2009 Portland GSA Annual Meeting (18-21 October 2009)

Paper No. 13
Presentation Time: 9:00 AM-6:00 PM


TESTA, Stephen M.1, WESLING, John R.2 and ARCAND, Will J.1, (1)California State Mining and Geology Board, 801 K Street, Suite 2015, Sacramento, CA 95814, (2)California Office of Mine Reclamation, 801 K Street, MS 09-06, Sacramento, CA 95814, stephen.testa@conservation.ca.gov

The California Surface Mining and Reclamation Act of 1975 (SMARA) and associated regulations became operative 34 years ago; however, statewide reclamation standards requiring reclaimed mine slopes to be stable were adopted into regulations only 17 years ago. Given that the operational life of many mines exceeds 40 years, older operating mines were approved prior to the standards.
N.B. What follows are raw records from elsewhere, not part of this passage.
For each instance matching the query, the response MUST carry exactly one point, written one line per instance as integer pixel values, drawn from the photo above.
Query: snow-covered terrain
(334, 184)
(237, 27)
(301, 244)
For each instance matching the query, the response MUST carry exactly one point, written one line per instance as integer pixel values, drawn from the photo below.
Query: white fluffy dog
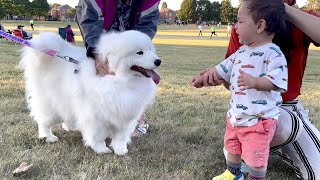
(95, 106)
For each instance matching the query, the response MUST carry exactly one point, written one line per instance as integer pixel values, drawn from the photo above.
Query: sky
(172, 4)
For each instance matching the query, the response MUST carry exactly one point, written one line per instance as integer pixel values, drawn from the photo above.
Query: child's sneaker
(227, 175)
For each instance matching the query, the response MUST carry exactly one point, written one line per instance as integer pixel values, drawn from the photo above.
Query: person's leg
(304, 152)
(141, 128)
(233, 146)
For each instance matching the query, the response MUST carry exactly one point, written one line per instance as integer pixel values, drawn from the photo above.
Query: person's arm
(149, 22)
(90, 21)
(275, 78)
(308, 23)
(246, 81)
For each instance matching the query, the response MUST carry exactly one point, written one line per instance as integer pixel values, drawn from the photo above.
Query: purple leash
(49, 52)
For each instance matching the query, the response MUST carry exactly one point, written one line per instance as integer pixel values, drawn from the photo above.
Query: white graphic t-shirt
(247, 106)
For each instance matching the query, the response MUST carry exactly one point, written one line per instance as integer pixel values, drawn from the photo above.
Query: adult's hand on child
(196, 81)
(246, 81)
(102, 68)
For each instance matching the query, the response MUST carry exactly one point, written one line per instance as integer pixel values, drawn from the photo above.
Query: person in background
(256, 75)
(31, 24)
(213, 30)
(2, 27)
(70, 34)
(229, 27)
(95, 17)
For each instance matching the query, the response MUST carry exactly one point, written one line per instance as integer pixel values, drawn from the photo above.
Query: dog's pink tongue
(154, 76)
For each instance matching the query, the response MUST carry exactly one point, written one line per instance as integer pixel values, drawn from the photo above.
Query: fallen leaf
(22, 169)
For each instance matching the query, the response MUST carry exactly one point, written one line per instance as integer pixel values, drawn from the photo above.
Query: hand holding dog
(102, 68)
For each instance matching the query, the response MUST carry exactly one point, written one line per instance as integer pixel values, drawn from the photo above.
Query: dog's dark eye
(140, 52)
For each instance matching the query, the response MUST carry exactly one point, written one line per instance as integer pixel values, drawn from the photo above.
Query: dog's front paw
(121, 151)
(101, 148)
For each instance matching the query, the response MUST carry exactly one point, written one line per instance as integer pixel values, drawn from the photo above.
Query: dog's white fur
(95, 106)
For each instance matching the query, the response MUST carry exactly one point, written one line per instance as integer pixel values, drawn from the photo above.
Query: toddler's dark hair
(272, 11)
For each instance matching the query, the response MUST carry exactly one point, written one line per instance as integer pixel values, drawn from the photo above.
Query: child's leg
(233, 147)
(257, 173)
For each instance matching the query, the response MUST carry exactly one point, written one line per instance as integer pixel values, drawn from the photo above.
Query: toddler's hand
(246, 81)
(212, 78)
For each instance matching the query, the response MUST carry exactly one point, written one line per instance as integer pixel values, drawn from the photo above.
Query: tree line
(24, 8)
(204, 10)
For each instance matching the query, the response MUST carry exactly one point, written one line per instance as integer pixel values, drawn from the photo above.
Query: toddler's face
(246, 27)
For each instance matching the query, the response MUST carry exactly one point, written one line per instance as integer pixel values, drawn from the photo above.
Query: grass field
(186, 124)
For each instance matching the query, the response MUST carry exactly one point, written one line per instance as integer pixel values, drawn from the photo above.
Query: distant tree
(205, 10)
(41, 7)
(21, 7)
(71, 13)
(234, 14)
(8, 7)
(188, 10)
(2, 12)
(226, 11)
(240, 2)
(216, 9)
(164, 5)
(313, 4)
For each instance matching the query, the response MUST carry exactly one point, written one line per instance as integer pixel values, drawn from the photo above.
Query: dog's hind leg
(94, 137)
(121, 139)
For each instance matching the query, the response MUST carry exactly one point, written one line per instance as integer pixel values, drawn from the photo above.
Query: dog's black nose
(157, 62)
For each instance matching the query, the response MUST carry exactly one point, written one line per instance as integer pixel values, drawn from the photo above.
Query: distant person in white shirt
(256, 75)
(200, 29)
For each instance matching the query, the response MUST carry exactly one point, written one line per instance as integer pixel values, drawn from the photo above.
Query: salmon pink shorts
(252, 142)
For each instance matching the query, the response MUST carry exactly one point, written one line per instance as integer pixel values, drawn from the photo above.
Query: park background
(186, 124)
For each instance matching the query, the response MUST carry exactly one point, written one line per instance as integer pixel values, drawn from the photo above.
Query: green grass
(187, 125)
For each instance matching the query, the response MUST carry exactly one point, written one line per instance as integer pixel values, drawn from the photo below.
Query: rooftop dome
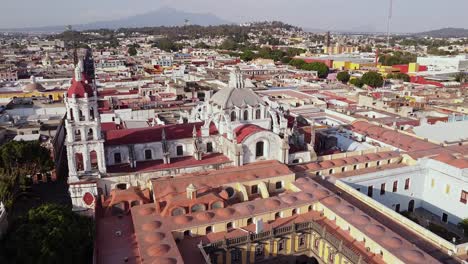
(80, 86)
(33, 87)
(151, 226)
(158, 250)
(236, 94)
(155, 237)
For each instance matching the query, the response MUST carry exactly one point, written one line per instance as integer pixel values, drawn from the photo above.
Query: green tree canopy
(132, 51)
(372, 79)
(18, 159)
(357, 82)
(50, 234)
(343, 77)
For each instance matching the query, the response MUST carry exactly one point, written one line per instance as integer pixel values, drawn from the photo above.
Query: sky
(357, 15)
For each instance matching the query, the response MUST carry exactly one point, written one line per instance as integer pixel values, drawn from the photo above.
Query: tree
(372, 79)
(399, 76)
(132, 51)
(357, 82)
(247, 55)
(343, 77)
(320, 67)
(18, 159)
(50, 234)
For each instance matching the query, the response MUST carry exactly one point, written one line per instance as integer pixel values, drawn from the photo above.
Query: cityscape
(172, 137)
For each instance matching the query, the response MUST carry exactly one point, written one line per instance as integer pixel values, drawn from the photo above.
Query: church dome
(236, 94)
(33, 87)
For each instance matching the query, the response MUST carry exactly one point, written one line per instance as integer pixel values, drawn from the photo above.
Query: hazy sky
(408, 15)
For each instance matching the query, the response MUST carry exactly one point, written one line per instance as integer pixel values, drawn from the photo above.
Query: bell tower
(84, 142)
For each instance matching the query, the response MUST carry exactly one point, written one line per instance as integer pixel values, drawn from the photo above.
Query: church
(234, 127)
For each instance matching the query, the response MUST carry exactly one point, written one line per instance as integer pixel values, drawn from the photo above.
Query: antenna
(390, 11)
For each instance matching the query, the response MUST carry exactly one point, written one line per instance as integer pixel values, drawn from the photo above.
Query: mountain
(445, 33)
(162, 17)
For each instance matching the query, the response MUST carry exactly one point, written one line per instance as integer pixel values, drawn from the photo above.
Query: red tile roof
(154, 134)
(80, 88)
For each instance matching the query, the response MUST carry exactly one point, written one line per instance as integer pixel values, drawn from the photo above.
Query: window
(302, 239)
(316, 243)
(444, 217)
(259, 149)
(277, 215)
(370, 191)
(148, 154)
(281, 245)
(259, 251)
(279, 185)
(464, 197)
(254, 189)
(117, 158)
(236, 256)
(209, 147)
(233, 116)
(180, 150)
(407, 182)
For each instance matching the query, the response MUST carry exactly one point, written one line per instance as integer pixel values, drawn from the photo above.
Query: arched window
(258, 114)
(93, 157)
(233, 116)
(198, 208)
(178, 211)
(209, 147)
(180, 150)
(259, 149)
(121, 186)
(90, 134)
(148, 154)
(218, 204)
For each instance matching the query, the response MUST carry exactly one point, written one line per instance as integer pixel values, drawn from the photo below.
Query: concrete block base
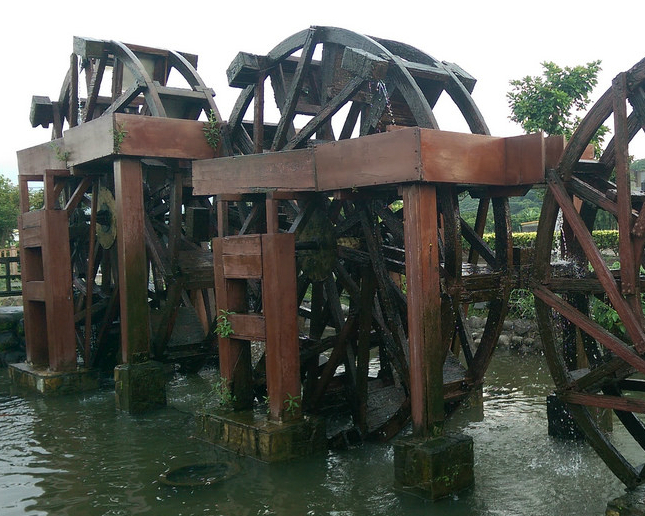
(47, 382)
(434, 468)
(562, 425)
(632, 503)
(251, 434)
(140, 387)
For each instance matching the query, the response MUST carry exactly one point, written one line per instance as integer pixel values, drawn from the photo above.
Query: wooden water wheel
(590, 311)
(332, 84)
(107, 77)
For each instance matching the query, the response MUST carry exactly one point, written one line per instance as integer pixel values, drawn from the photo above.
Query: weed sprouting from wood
(212, 130)
(224, 328)
(119, 135)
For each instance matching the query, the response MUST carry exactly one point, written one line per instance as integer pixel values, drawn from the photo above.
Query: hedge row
(605, 239)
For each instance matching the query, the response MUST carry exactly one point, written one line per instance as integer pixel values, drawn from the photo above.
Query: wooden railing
(10, 284)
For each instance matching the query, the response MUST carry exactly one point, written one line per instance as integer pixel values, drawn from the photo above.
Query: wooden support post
(59, 306)
(280, 313)
(234, 354)
(273, 223)
(424, 308)
(133, 271)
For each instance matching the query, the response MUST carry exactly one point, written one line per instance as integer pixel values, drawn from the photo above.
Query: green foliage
(521, 304)
(118, 136)
(36, 199)
(551, 102)
(637, 165)
(9, 210)
(224, 328)
(606, 240)
(212, 130)
(291, 404)
(607, 317)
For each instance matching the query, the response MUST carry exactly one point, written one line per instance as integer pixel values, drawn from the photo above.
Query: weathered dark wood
(618, 347)
(631, 322)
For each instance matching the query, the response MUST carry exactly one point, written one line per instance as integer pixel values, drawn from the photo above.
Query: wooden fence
(10, 284)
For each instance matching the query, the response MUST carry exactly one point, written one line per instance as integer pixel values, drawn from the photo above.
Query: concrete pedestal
(631, 503)
(140, 387)
(47, 382)
(434, 468)
(562, 425)
(251, 434)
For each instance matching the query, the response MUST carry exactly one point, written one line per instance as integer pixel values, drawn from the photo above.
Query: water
(76, 455)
Although slope-stability issues have arisen at older mines, problems also occur at mines approved after 1992, when the reclamation standards were adopted. Many operators must weigh the pros and cons of creating steep mined slopes to maximize available resources versus creating reclamation slopes with gentler inclinations that generally promote slope stability, erosion control, and successful revegetation efforts. Slope stability problems typically are minimal or nonexistent at mines where appropriate stability studies have been completed or where lower slope inclinations are maintained during the mining process. Stability issues typically arise because necessary geologic and geotechnical studies are either lacking or inadequate, or because of improper management by operators or oversight by inspectors. Problems have occurred when slope stability studies 1) rely on overly optimistic site characterization based on little to no data, 2) fail to address all slope types and orientations, 3) do not consider all likely failure mechanisms, or 4) do not adequately consider project changes. Mines operations that fail to follow approved mining plans or that engage in questionable mining practices (e.g. side-cast waste) are often plagued by adverse slope stability or related issues. Slope stability problems at mines can be minimized or eliminated with careful pre-project planning that is supported by thorough technical studies and documentation of final slopes in reclamation plans, periodic review of site conditions by qualified professionals, proper management of the mining project by operators, and appropriate oversight by responsible agencies.